Ivimey-Cook et al. present the 4 Rs behind code review. You might not be able to complete every step as you will not have all the information available, but we will outline how it might help.

1. Is the code as reported?

The methods and code must match. This means what they describe in say the method and results section is actually what they apply. For example, if they say they reported a t-test but they have code for a correlation, this would be a mismatch between the methods and code.

If you review code from someone in the same group, this will be achievable as you know what the intention is. If you review code from someone from a different group, you might need to ask for context on their project.

2. Does the code run?

If you press run, does the code run? This is the simplest check as you do not need to know the intention of the code, just whether it runs or not.

This step is achievable for everyone who completes code review. If the folder and file organisation is correct, you should be able to click run all or knit, and the code should run.

If it does not run, consider the following:

  • Are the folders and files where they should be?

  • Do you have the necessary packages installed?

  • Are there typos in their code?

  • Is the code in the wrong order, so it does not run from the start to the finish?

3. Is the code reliable

Similar to step 1, the idea here is whether the code runs and completes as intended. The worst kind of errors are when code “runs”, but it does not produce the intended output. For example, you select the wrong column, introduce NAs, or use the wrong function.
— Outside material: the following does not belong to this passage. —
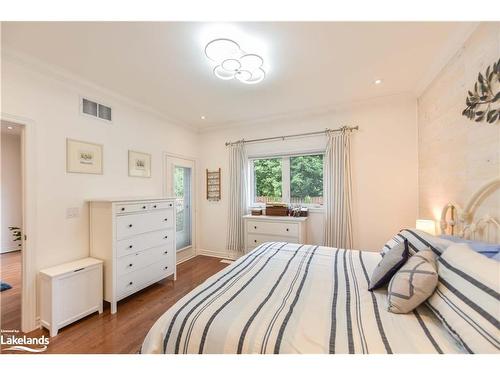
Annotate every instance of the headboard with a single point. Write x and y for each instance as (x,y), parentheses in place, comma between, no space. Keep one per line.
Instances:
(474,221)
If you review code from someone in the same group, this will be achievable as you know what the intention is. If you review code from someone from a different group, you might need to ask for context on their project.

4. Are the results reproducible

The final step is checking whether the results are reproducible. This is something you probably will not be able to complete for this exercise. The idea is to check the output from the code matches what you write in the report. For example, if your code reproduces a Pearson’s correlation with r = .35, but your report includes a typo r = .53.

16.5.2 Code review across the workflow

Ivimey-Cook et al. also include suggestions for where in the project workflow code review can be useful.

1. Project organisation

  • Is the folder structure logical? - Do they use clear folder and sub-folder structure?

  • Are the raw data, code, and outputs separated? - Do they store each component separately?

  • Do the file and folder named complement the workflow? - Are the names of the files and folder clear enough that you can understand what everything does days, weeks, or months down the line?

2. Project and input metadata

  • Can someone under the workflow and content of the data? - If there are multiple scripts or files, is clear which one you should open first to complete the coding steps in the correct order?

  • Is a README provided to explains data contents and curation? - This is not something we expect on this course, but a README is a separate file which explains what all the other files and folder do.

3. Code readability

  • Is the code understandable? - Using clear headings and sub-headings, adding intuitive code comments, use clear object names for what they represent.

  • Does the code have a consistent style? - When naming objects, using a clear and consistent naming convention like snake case (clean_data) or camel case (CleanData).

  • Is external package use clearly documented? - For example, checking they load all the packages in one place and there are not redundant packages which they do not use.

4. Output reproducibility

  • Can the results be reproduced? - Like step 4 in the 4 Rs, the idea is to check the output from the code matches what you write in the report.

  • Is there a clear link between the code and output? - As you read through the code, make sure it is clear what each part of the code does. For example, wrangling data and what exclusion criteria mean, and visualising data and what plot settings do.